As you grew from a lovable lump of a baby to a mature and responsible young adult, your parents most likely advised you – almost as frequently as they harped on you to eat your broccoli – that you should be kind to others.
Perhaps they were Golden Rule style parents, telling you to “Do unto others as you would have done to you.” Maybe their lessons came in the form of trips to church during which you would listen to tales of the virtues of kindness. What your parents probably didn’t mention, and perhaps should have, is that being kind to others can actually have a positive impact on your health.
Micro-Moments
Kindness doesn’t have to take a long time – or even be consciously offered – to make a difference. Psychology researcher, Barbara Fredrickson, PhD points to the positive impact of micro-moments. These moments, says Fredrickson, are the simple, and often seconds long, exchanges of positive gestures or words. Things as simple as sharing a smile or offering and receiving a high-five can reduce susceptibility to depression and anxiety, suggests Fredrickson. Humans crave connection, and these seemingly simple moments of oneness with another can provide just enough connection to satisfy that craving and leave both members of the exchange in a better place than they were pre-connection.
Conscious Compassion
For some, compassion and kindness come easy. Although scientists have lots of theories about brain chemical combinations and receptor factors, they don’t fully understand the profoundly complex workings of the human brain and, as such, can’t really explain why some people jump to kindness while others are prone to react in anger. If you’re more prone to anger than you would like, putting some conscious effort into being compassionate could prove beneficial to both your relationship maintenance and your health.
If you’re quick to anger, reprogram your brain, suggests psychologist Elisha Goldstein, PhD. When you feel anger welling up, force yourself to stop and take a breath. When you do so, consciously reflect on the fact that you are okay and the issue about which you are going to erupt is minor. The more you practice this, the more effectively you can reprogram your brain to react differently in times of stress.
Volunteerism
Do you want to extend your life while doing good for others? If a series of studies published in “BMC Public Health” is to be believed, volunteerism could help you do just that. In these studies, researchers found that regular volunteerism reduced rates of mortality by 22 percent. Studies suggested that the type of volunteerism didn’t really matter. What did make a difference, it would seem, was getting out in the community and giving back in some form. If you’ve been looking for a reason to sacrifice some leisure time to engage in volunteerism, this research should be a sound enough inducement.
Soothing Gestures
Give yourself a quick burst of positive feelings with a simple gesture. Although it may be difficult to believe, doing something as simple as placing your hand over your heart can make a major difference. University of Texas associate professor, Kristen Neff, PhD argues that a natural mammalian response occurs when you make this gesture, leaving you feeling gentler and calmer and more connected to your inner self.
Maintaining Humility
If it seems like you’re doing everything right, but you just aren’t feeling the positive effects of your good deeds, you may be making one minor misstep. Maintaining humility as you help is vital. If you’re giving to the poor, that’s wonderful. You must, however, put conscious effort into not thinking of yourself as superior to these individuals you are helping. Viewing yourself in a superior light creates a chasm between you and the people you are helping.
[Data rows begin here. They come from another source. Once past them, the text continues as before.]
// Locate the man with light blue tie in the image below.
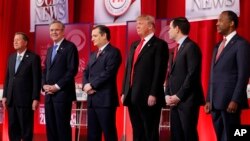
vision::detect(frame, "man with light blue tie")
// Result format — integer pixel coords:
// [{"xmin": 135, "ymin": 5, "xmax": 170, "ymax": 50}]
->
[
  {"xmin": 42, "ymin": 20, "xmax": 79, "ymax": 141},
  {"xmin": 2, "ymin": 32, "xmax": 41, "ymax": 141}
]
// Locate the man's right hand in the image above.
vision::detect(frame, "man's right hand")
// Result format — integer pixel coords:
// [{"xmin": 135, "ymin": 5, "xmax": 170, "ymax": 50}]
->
[
  {"xmin": 204, "ymin": 102, "xmax": 211, "ymax": 114},
  {"xmin": 2, "ymin": 98, "xmax": 7, "ymax": 110}
]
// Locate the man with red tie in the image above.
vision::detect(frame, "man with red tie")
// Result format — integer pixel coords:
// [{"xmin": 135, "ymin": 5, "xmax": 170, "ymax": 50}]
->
[
  {"xmin": 205, "ymin": 11, "xmax": 250, "ymax": 141},
  {"xmin": 121, "ymin": 15, "xmax": 169, "ymax": 141},
  {"xmin": 83, "ymin": 25, "xmax": 121, "ymax": 141},
  {"xmin": 165, "ymin": 17, "xmax": 204, "ymax": 141}
]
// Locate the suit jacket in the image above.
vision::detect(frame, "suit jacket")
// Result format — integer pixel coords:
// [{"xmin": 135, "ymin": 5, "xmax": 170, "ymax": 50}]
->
[
  {"xmin": 42, "ymin": 39, "xmax": 79, "ymax": 102},
  {"xmin": 3, "ymin": 50, "xmax": 41, "ymax": 107},
  {"xmin": 166, "ymin": 37, "xmax": 205, "ymax": 106},
  {"xmin": 83, "ymin": 44, "xmax": 121, "ymax": 108},
  {"xmin": 122, "ymin": 36, "xmax": 169, "ymax": 107},
  {"xmin": 207, "ymin": 34, "xmax": 250, "ymax": 109}
]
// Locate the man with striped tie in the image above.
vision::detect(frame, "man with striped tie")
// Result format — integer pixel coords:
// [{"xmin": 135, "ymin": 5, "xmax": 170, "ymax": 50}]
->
[{"xmin": 205, "ymin": 10, "xmax": 250, "ymax": 141}]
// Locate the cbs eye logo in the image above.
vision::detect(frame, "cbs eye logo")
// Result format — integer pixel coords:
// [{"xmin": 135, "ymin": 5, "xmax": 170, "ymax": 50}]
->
[
  {"xmin": 159, "ymin": 24, "xmax": 178, "ymax": 50},
  {"xmin": 66, "ymin": 29, "xmax": 86, "ymax": 51}
]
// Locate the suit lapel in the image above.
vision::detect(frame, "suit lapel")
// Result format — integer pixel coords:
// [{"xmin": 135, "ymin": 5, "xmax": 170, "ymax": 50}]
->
[
  {"xmin": 49, "ymin": 40, "xmax": 66, "ymax": 69},
  {"xmin": 171, "ymin": 38, "xmax": 190, "ymax": 73},
  {"xmin": 135, "ymin": 36, "xmax": 156, "ymax": 65},
  {"xmin": 15, "ymin": 51, "xmax": 30, "ymax": 74},
  {"xmin": 89, "ymin": 51, "xmax": 98, "ymax": 67},
  {"xmin": 214, "ymin": 34, "xmax": 238, "ymax": 64},
  {"xmin": 90, "ymin": 44, "xmax": 110, "ymax": 67},
  {"xmin": 47, "ymin": 47, "xmax": 53, "ymax": 67},
  {"xmin": 11, "ymin": 54, "xmax": 17, "ymax": 75}
]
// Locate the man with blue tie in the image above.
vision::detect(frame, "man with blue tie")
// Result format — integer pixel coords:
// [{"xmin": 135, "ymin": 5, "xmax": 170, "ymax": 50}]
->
[
  {"xmin": 2, "ymin": 32, "xmax": 41, "ymax": 141},
  {"xmin": 42, "ymin": 20, "xmax": 79, "ymax": 141},
  {"xmin": 83, "ymin": 25, "xmax": 121, "ymax": 141},
  {"xmin": 205, "ymin": 11, "xmax": 250, "ymax": 141}
]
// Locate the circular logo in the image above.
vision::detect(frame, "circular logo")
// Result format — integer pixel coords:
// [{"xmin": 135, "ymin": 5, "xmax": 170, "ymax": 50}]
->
[
  {"xmin": 104, "ymin": 0, "xmax": 132, "ymax": 16},
  {"xmin": 159, "ymin": 25, "xmax": 178, "ymax": 50},
  {"xmin": 66, "ymin": 29, "xmax": 86, "ymax": 51}
]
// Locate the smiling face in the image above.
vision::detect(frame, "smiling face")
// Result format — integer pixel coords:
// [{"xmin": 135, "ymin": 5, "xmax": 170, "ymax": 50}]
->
[{"xmin": 49, "ymin": 22, "xmax": 65, "ymax": 43}]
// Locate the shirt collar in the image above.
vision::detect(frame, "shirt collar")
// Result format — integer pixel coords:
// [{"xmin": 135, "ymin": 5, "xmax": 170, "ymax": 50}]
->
[
  {"xmin": 54, "ymin": 38, "xmax": 64, "ymax": 50},
  {"xmin": 177, "ymin": 35, "xmax": 188, "ymax": 47},
  {"xmin": 143, "ymin": 33, "xmax": 154, "ymax": 43},
  {"xmin": 17, "ymin": 49, "xmax": 27, "ymax": 59},
  {"xmin": 99, "ymin": 42, "xmax": 109, "ymax": 52},
  {"xmin": 224, "ymin": 31, "xmax": 236, "ymax": 45}
]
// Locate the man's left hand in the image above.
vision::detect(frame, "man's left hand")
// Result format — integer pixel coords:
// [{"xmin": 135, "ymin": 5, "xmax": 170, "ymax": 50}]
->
[
  {"xmin": 148, "ymin": 95, "xmax": 156, "ymax": 106},
  {"xmin": 227, "ymin": 101, "xmax": 238, "ymax": 113}
]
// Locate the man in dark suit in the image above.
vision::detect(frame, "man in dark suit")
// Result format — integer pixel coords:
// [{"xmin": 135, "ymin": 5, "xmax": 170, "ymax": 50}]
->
[
  {"xmin": 165, "ymin": 17, "xmax": 204, "ymax": 141},
  {"xmin": 42, "ymin": 20, "xmax": 79, "ymax": 141},
  {"xmin": 121, "ymin": 15, "xmax": 169, "ymax": 141},
  {"xmin": 83, "ymin": 25, "xmax": 121, "ymax": 141},
  {"xmin": 204, "ymin": 11, "xmax": 250, "ymax": 141},
  {"xmin": 2, "ymin": 32, "xmax": 41, "ymax": 141}
]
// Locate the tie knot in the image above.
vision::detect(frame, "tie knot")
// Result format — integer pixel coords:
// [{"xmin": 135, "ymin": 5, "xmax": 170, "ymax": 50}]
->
[
  {"xmin": 140, "ymin": 39, "xmax": 145, "ymax": 43},
  {"xmin": 53, "ymin": 45, "xmax": 58, "ymax": 50},
  {"xmin": 96, "ymin": 49, "xmax": 102, "ymax": 58},
  {"xmin": 175, "ymin": 43, "xmax": 180, "ymax": 51},
  {"xmin": 17, "ymin": 55, "xmax": 22, "ymax": 61}
]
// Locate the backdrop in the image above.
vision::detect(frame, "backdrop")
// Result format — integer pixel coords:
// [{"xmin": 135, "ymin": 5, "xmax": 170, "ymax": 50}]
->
[{"xmin": 0, "ymin": 0, "xmax": 250, "ymax": 141}]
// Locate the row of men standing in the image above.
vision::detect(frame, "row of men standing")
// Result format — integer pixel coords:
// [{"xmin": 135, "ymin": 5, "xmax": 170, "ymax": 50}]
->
[
  {"xmin": 2, "ymin": 20, "xmax": 79, "ymax": 141},
  {"xmin": 2, "ymin": 10, "xmax": 250, "ymax": 141}
]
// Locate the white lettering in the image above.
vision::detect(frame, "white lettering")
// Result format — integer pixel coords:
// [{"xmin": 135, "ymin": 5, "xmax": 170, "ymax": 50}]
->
[
  {"xmin": 192, "ymin": 0, "xmax": 235, "ymax": 10},
  {"xmin": 234, "ymin": 129, "xmax": 248, "ymax": 136},
  {"xmin": 234, "ymin": 129, "xmax": 241, "ymax": 136}
]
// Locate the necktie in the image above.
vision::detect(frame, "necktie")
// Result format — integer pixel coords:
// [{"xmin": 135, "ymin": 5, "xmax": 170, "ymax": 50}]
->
[
  {"xmin": 216, "ymin": 38, "xmax": 227, "ymax": 62},
  {"xmin": 96, "ymin": 49, "xmax": 102, "ymax": 58},
  {"xmin": 51, "ymin": 45, "xmax": 58, "ymax": 62},
  {"xmin": 173, "ymin": 43, "xmax": 179, "ymax": 62},
  {"xmin": 15, "ymin": 55, "xmax": 22, "ymax": 72},
  {"xmin": 130, "ymin": 39, "xmax": 145, "ymax": 85}
]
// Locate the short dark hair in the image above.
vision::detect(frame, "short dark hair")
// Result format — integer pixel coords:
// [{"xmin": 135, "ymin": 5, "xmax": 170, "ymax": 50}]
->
[
  {"xmin": 171, "ymin": 17, "xmax": 190, "ymax": 35},
  {"xmin": 93, "ymin": 25, "xmax": 111, "ymax": 41},
  {"xmin": 15, "ymin": 32, "xmax": 29, "ymax": 42},
  {"xmin": 223, "ymin": 10, "xmax": 238, "ymax": 29}
]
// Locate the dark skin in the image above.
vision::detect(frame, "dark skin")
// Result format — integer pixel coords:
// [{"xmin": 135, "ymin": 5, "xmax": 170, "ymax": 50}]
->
[{"xmin": 204, "ymin": 11, "xmax": 238, "ymax": 114}]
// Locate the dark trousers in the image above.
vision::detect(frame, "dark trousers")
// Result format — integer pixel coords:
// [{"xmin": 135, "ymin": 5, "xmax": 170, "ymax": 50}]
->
[
  {"xmin": 8, "ymin": 105, "xmax": 34, "ymax": 141},
  {"xmin": 170, "ymin": 104, "xmax": 200, "ymax": 141},
  {"xmin": 211, "ymin": 109, "xmax": 241, "ymax": 141},
  {"xmin": 45, "ymin": 101, "xmax": 72, "ymax": 141},
  {"xmin": 87, "ymin": 107, "xmax": 118, "ymax": 141},
  {"xmin": 128, "ymin": 104, "xmax": 162, "ymax": 141}
]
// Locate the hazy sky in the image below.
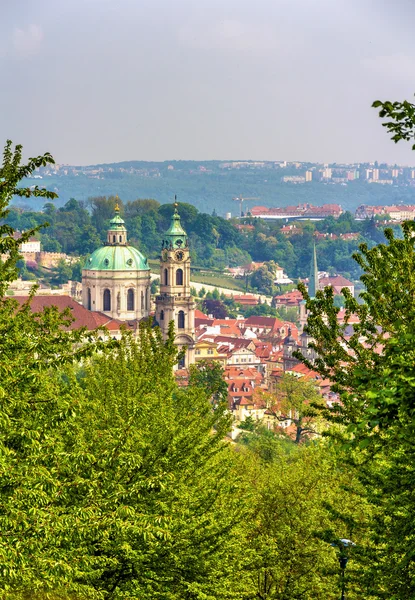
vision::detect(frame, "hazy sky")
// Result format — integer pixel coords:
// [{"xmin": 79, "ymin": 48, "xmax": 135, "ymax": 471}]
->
[{"xmin": 2, "ymin": 0, "xmax": 415, "ymax": 165}]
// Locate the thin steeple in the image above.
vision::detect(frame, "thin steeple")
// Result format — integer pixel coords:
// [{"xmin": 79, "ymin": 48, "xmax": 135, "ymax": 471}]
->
[{"xmin": 308, "ymin": 243, "xmax": 319, "ymax": 298}]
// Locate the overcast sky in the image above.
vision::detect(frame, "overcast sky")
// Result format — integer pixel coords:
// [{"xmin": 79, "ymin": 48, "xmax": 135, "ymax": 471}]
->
[{"xmin": 1, "ymin": 0, "xmax": 415, "ymax": 165}]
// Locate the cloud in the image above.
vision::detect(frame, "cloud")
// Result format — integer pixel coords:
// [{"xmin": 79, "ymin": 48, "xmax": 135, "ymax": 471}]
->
[
  {"xmin": 12, "ymin": 24, "xmax": 44, "ymax": 58},
  {"xmin": 178, "ymin": 19, "xmax": 279, "ymax": 53}
]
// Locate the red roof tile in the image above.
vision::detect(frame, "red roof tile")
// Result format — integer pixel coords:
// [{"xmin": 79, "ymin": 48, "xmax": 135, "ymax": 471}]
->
[{"xmin": 12, "ymin": 295, "xmax": 124, "ymax": 331}]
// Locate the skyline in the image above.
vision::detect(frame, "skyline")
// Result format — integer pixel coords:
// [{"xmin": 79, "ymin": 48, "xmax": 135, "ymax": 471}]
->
[{"xmin": 2, "ymin": 0, "xmax": 415, "ymax": 166}]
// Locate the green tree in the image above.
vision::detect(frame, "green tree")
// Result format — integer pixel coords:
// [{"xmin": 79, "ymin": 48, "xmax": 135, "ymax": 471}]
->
[
  {"xmin": 189, "ymin": 359, "xmax": 228, "ymax": 405},
  {"xmin": 298, "ymin": 221, "xmax": 415, "ymax": 597},
  {"xmin": 275, "ymin": 374, "xmax": 324, "ymax": 444},
  {"xmin": 50, "ymin": 258, "xmax": 73, "ymax": 285},
  {"xmin": 202, "ymin": 298, "xmax": 228, "ymax": 318},
  {"xmin": 241, "ymin": 441, "xmax": 371, "ymax": 600},
  {"xmin": 0, "ymin": 141, "xmax": 249, "ymax": 599},
  {"xmin": 250, "ymin": 264, "xmax": 275, "ymax": 296}
]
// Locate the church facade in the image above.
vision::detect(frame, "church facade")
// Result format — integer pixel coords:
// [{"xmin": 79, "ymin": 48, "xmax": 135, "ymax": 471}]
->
[
  {"xmin": 82, "ymin": 205, "xmax": 151, "ymax": 321},
  {"xmin": 81, "ymin": 202, "xmax": 196, "ymax": 366}
]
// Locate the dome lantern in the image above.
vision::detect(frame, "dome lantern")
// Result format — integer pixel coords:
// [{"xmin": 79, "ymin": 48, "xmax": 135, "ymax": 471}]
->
[{"xmin": 107, "ymin": 198, "xmax": 127, "ymax": 245}]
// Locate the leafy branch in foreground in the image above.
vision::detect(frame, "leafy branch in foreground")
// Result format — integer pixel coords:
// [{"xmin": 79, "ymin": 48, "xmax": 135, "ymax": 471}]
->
[
  {"xmin": 0, "ymin": 140, "xmax": 57, "ymax": 291},
  {"xmin": 372, "ymin": 96, "xmax": 415, "ymax": 150}
]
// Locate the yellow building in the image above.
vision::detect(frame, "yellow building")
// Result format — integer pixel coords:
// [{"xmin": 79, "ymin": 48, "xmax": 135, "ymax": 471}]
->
[{"xmin": 195, "ymin": 340, "xmax": 228, "ymax": 366}]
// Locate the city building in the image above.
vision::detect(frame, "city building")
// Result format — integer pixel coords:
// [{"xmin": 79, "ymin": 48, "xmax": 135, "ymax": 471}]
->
[
  {"xmin": 155, "ymin": 204, "xmax": 196, "ymax": 368},
  {"xmin": 82, "ymin": 203, "xmax": 151, "ymax": 320}
]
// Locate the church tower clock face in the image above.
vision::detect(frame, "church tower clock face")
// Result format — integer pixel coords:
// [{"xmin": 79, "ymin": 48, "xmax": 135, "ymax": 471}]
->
[{"xmin": 175, "ymin": 250, "xmax": 184, "ymax": 261}]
To truly reap the benefits of your kindness, you must recognize the similarities that you share with those on the receiving end of your good doing. If you find yourself struggling to maintain humility, look for things you have in common with the recipients of your goodwill. Perhaps you are both parents. Maybe you grew up in the same neighborhood. The more similarities you can find the better, as each will help you truly connect with those you are helping.